Department of Psychology.
Department of Computer Science, University of Saskatchewan.
Psychol Assess. 2019 Nov;31(11):1377-1382. doi: 10.1037/pas0000764. Epub 2019 Aug 15.
Computerized cognitive screening tools, such as the self-administered Computerized Assessment of Memory Cognitive Impairment (CAMCI), require little training and ensure standardized administration and could be an ideal test for primary care settings. We conducted a secondary analysis of a data set including 887 older adults (M age = 72.7 years, SD = 7.1 years; 32.1% male; M years education = 13.4, SD = 2.7 years) with CAMCI scores and independent diagnoses of mild cognitive impairment (MCI).

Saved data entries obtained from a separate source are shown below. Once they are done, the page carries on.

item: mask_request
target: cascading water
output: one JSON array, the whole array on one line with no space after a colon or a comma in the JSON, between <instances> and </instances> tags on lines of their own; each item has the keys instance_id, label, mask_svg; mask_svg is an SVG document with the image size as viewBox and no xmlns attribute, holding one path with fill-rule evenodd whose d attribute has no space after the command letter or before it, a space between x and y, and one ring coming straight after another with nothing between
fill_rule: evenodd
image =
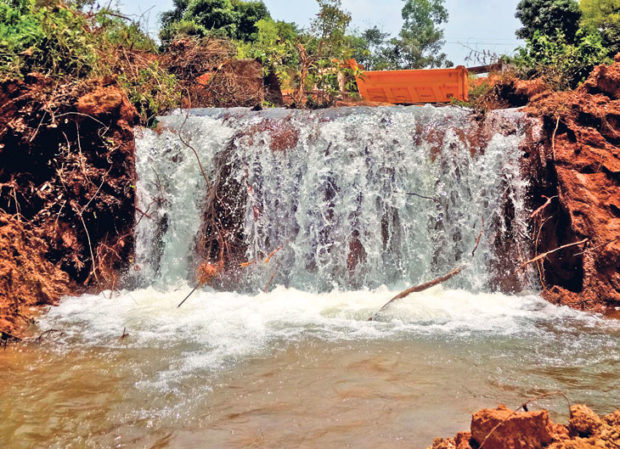
<instances>
[{"instance_id":1,"label":"cascading water","mask_svg":"<svg viewBox=\"0 0 620 449\"><path fill-rule=\"evenodd\" d=\"M239 234L242 259L270 262L239 270L236 288L262 288L270 277L312 291L397 286L468 262L452 285L494 289L498 277L512 275L502 273L497 243L509 239L516 255L528 255L519 166L525 120L497 114L509 132L482 142L472 142L483 130L471 112L453 107L164 117L165 131L145 131L137 142L141 282L193 277L208 196L196 150L210 184L225 173L218 185L228 198L217 191L211 198L239 222L211 233Z\"/></svg>"},{"instance_id":2,"label":"cascading water","mask_svg":"<svg viewBox=\"0 0 620 449\"><path fill-rule=\"evenodd\" d=\"M125 289L66 298L40 341L0 351L0 447L396 449L544 392L612 411L620 326L514 269L527 126L427 106L195 110L138 131ZM177 308L205 259L224 259L215 288Z\"/></svg>"}]
</instances>

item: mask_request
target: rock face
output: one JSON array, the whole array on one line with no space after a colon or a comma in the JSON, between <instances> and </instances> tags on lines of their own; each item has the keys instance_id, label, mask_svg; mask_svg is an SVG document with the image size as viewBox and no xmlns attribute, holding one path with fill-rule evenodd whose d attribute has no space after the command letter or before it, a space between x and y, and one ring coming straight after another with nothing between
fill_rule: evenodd
<instances>
[{"instance_id":1,"label":"rock face","mask_svg":"<svg viewBox=\"0 0 620 449\"><path fill-rule=\"evenodd\" d=\"M113 80L0 85L0 331L131 260L137 112ZM4 335L4 334L3 334Z\"/></svg>"},{"instance_id":2,"label":"rock face","mask_svg":"<svg viewBox=\"0 0 620 449\"><path fill-rule=\"evenodd\" d=\"M30 307L54 304L68 293L69 275L45 258L36 230L0 212L0 331L5 339L28 324Z\"/></svg>"},{"instance_id":3,"label":"rock face","mask_svg":"<svg viewBox=\"0 0 620 449\"><path fill-rule=\"evenodd\" d=\"M597 67L572 92L534 98L545 140L528 154L544 296L603 311L620 305L620 63Z\"/></svg>"},{"instance_id":4,"label":"rock face","mask_svg":"<svg viewBox=\"0 0 620 449\"><path fill-rule=\"evenodd\" d=\"M546 410L517 412L500 405L472 416L471 433L437 438L429 449L612 449L620 444L620 410L603 418L573 405L568 428L554 424Z\"/></svg>"},{"instance_id":5,"label":"rock face","mask_svg":"<svg viewBox=\"0 0 620 449\"><path fill-rule=\"evenodd\" d=\"M553 441L554 431L546 410L515 413L500 405L475 413L471 434L487 449L540 449Z\"/></svg>"}]
</instances>

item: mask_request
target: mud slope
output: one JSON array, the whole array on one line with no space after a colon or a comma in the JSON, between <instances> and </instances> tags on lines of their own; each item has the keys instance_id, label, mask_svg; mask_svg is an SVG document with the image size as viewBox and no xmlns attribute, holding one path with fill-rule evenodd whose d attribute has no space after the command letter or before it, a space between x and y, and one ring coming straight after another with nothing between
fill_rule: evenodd
<instances>
[{"instance_id":1,"label":"mud slope","mask_svg":"<svg viewBox=\"0 0 620 449\"><path fill-rule=\"evenodd\" d=\"M0 331L131 259L137 114L112 80L0 85Z\"/></svg>"},{"instance_id":2,"label":"mud slope","mask_svg":"<svg viewBox=\"0 0 620 449\"><path fill-rule=\"evenodd\" d=\"M597 67L575 91L540 94L526 108L544 118L546 135L529 155L540 206L536 252L575 244L539 263L544 296L554 303L620 306L619 95L620 61Z\"/></svg>"}]
</instances>

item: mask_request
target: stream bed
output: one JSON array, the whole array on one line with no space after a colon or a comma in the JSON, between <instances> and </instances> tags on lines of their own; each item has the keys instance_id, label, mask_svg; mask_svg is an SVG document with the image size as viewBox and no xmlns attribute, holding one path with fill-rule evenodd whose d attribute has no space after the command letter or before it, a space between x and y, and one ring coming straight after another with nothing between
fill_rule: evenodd
<instances>
[{"instance_id":1,"label":"stream bed","mask_svg":"<svg viewBox=\"0 0 620 449\"><path fill-rule=\"evenodd\" d=\"M1 350L0 447L425 448L544 392L620 405L618 322L537 296L439 286L369 322L395 291L187 292L68 298Z\"/></svg>"}]
</instances>

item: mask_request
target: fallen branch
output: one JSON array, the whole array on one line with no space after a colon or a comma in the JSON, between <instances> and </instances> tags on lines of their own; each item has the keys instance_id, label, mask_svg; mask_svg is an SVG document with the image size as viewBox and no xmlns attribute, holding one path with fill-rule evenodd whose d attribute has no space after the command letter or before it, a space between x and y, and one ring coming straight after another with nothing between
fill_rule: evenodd
<instances>
[{"instance_id":1,"label":"fallen branch","mask_svg":"<svg viewBox=\"0 0 620 449\"><path fill-rule=\"evenodd\" d=\"M476 244L474 245L474 249L471 251L472 259L476 255L476 250L478 249L478 246L480 245L480 241L482 240L482 234L483 233L484 233L484 218L482 218L482 223L480 225L480 232L478 233L478 237L476 237ZM371 316L368 319L368 321L372 321L375 316L377 316L379 313L383 312L394 301L398 301L399 299L403 299L403 298L409 296L412 293L422 292L424 290L428 290L431 287L434 287L435 285L438 285L438 284L441 284L443 282L446 282L447 280L452 279L454 276L459 274L461 271L463 271L468 266L469 266L469 264L463 264L460 267L455 268L450 273L448 273L448 274L446 274L444 276L438 277L438 278L433 279L432 281L426 282L424 284L420 284L420 285L416 285L414 287L410 287L407 290L404 290L404 291L400 292L398 295L394 296L387 303L385 303L383 305L383 307L381 307L377 313L375 313L373 316Z\"/></svg>"},{"instance_id":2,"label":"fallen branch","mask_svg":"<svg viewBox=\"0 0 620 449\"><path fill-rule=\"evenodd\" d=\"M594 246L592 248L588 248L587 250L581 251L580 253L575 254L575 256L581 256L582 254L585 254L585 252L588 251L588 250L594 251L595 249L604 248L605 246L609 245L610 243L615 243L618 240L620 240L620 237L615 238L615 239L611 239L611 240L607 240L606 242L603 242L600 245L596 245L596 246Z\"/></svg>"},{"instance_id":3,"label":"fallen branch","mask_svg":"<svg viewBox=\"0 0 620 449\"><path fill-rule=\"evenodd\" d=\"M543 254L539 254L538 256L534 257L533 259L528 260L527 262L523 262L519 268L525 268L526 266L528 266L529 264L532 264L534 262L537 262L539 260L542 260L544 258L546 258L548 255L553 254L553 253L557 253L558 251L561 251L563 249L566 248L570 248L572 246L578 246L578 245L583 245L584 243L586 243L589 239L583 239L579 242L574 242L574 243L568 243L566 245L562 245L559 248L556 249L552 249L551 251L547 251L546 253Z\"/></svg>"},{"instance_id":4,"label":"fallen branch","mask_svg":"<svg viewBox=\"0 0 620 449\"><path fill-rule=\"evenodd\" d=\"M482 218L482 225L480 226L480 233L478 234L478 237L476 237L476 245L474 246L474 249L471 251L472 258L476 255L476 250L478 249L478 246L480 245L480 240L482 240L483 233L484 233L484 217Z\"/></svg>"},{"instance_id":5,"label":"fallen branch","mask_svg":"<svg viewBox=\"0 0 620 449\"><path fill-rule=\"evenodd\" d=\"M45 337L47 335L54 334L54 333L58 333L58 334L61 334L61 335L65 334L63 331L58 330L58 329L48 329L48 330L46 330L44 332L41 332L41 334L37 337L37 339L35 341L37 343L41 343L41 341L43 340L43 337Z\"/></svg>"},{"instance_id":6,"label":"fallen branch","mask_svg":"<svg viewBox=\"0 0 620 449\"><path fill-rule=\"evenodd\" d=\"M276 274L278 274L278 270L280 269L280 264L278 263L276 265L275 270L273 270L273 273L271 274L271 277L269 278L269 280L267 281L267 284L265 284L265 288L263 289L264 293L267 293L269 291L269 287L271 287L271 283L273 282L273 280L276 277Z\"/></svg>"},{"instance_id":7,"label":"fallen branch","mask_svg":"<svg viewBox=\"0 0 620 449\"><path fill-rule=\"evenodd\" d=\"M199 288L200 288L200 284L198 284L196 287L194 287L194 288L192 289L192 291L191 291L191 292L189 292L189 293L188 293L188 295L187 295L187 296L183 299L183 301L181 301L181 302L179 303L179 305L177 306L177 309L178 309L179 307L181 307L183 304L185 304L185 301L187 301L187 300L189 299L189 297L190 297L190 296L192 296L192 295L194 294L194 292L195 292L196 290L198 290Z\"/></svg>"},{"instance_id":8,"label":"fallen branch","mask_svg":"<svg viewBox=\"0 0 620 449\"><path fill-rule=\"evenodd\" d=\"M560 116L558 115L558 118L555 121L555 129L553 130L553 134L551 135L551 154L553 156L554 161L555 161L555 135L557 134L559 127L560 127Z\"/></svg>"},{"instance_id":9,"label":"fallen branch","mask_svg":"<svg viewBox=\"0 0 620 449\"><path fill-rule=\"evenodd\" d=\"M418 292L422 292L424 290L428 290L431 287L434 287L435 285L441 284L442 282L446 282L449 279L452 279L454 276L456 276L457 274L459 274L461 271L463 271L465 268L467 268L467 264L465 265L461 265L460 267L452 270L450 273L438 277L436 279L433 279L432 281L429 282L425 282L424 284L420 284L420 285L416 285L414 287L408 288L407 290L403 290L402 292L400 292L398 295L394 296L392 299L390 299L387 303L385 303L383 305L383 307L381 307L379 309L379 311L377 312L377 314L383 312L385 309L388 308L388 306L390 304L392 304L394 301L398 301L399 299L403 299L407 296L409 296L412 293L418 293ZM375 314L376 316L376 314ZM372 321L374 317L371 317L368 321Z\"/></svg>"},{"instance_id":10,"label":"fallen branch","mask_svg":"<svg viewBox=\"0 0 620 449\"><path fill-rule=\"evenodd\" d=\"M431 201L439 202L437 198L433 198L431 196L420 195L419 193L415 193L415 192L407 192L407 195L417 196L418 198L422 198L423 200L431 200Z\"/></svg>"},{"instance_id":11,"label":"fallen branch","mask_svg":"<svg viewBox=\"0 0 620 449\"><path fill-rule=\"evenodd\" d=\"M185 112L185 119L183 120L183 123L181 123L181 126L179 127L179 131L178 131L178 136L179 136L179 140L181 141L181 143L183 145L185 145L187 148L189 148L192 153L194 153L194 157L196 158L196 161L198 162L198 167L200 168L200 172L202 173L202 177L205 180L205 183L207 184L207 189L210 191L211 190L211 182L209 181L209 178L207 177L207 172L205 171L204 167L202 166L202 162L200 161L200 156L198 155L198 150L196 150L196 148L194 148L187 140L185 140L183 138L183 128L185 127L185 124L187 123L187 120L189 119L189 113L190 113L190 109L192 107L191 105L191 97L188 95L188 99L190 101L190 105L189 108L187 109L187 111Z\"/></svg>"}]
</instances>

A study by the CAMCI developers used a portion of this data set with a machine learning decision tree model and suggested that the CAMCI had high classification accuracy for MCI (sensitivity = 0.86, specificity = 0.94). We found similar support for accuracy (sensitivity = 0.94, specificity = 0.94) by overfitting a decision tree model, but we found evidence of lower accuracy in a cross-validation sample (sensitivity = 0.62, specificity = 0.66). A logistic regression model, however, discriminated modestly in both training (sensitivity = 0.72, specificity = 0.80) and cross-validation data sets (sensitivity = 0.69, specificity = 0.74). Evidence for strong accuracy when overfitting a decision tree model and substantially reduced accuracy in cross-validation samples was replicated across 500 bootstrapped samples. In contrast, the evidence for accuracy of the logistic regression model was similar in the training and cross-validation samples. The logistic regression model produced accuracy estimates consistent with other published CAMCI studies, suggesting evidence for classification accuracy of the CAMCI for MCI is likely modest. This case study illustrates the general need for cross-validation and careful evaluation of the generalizability of machine learning models. (PsycINFO Database Record (c) 2019 APA, all rights reserved).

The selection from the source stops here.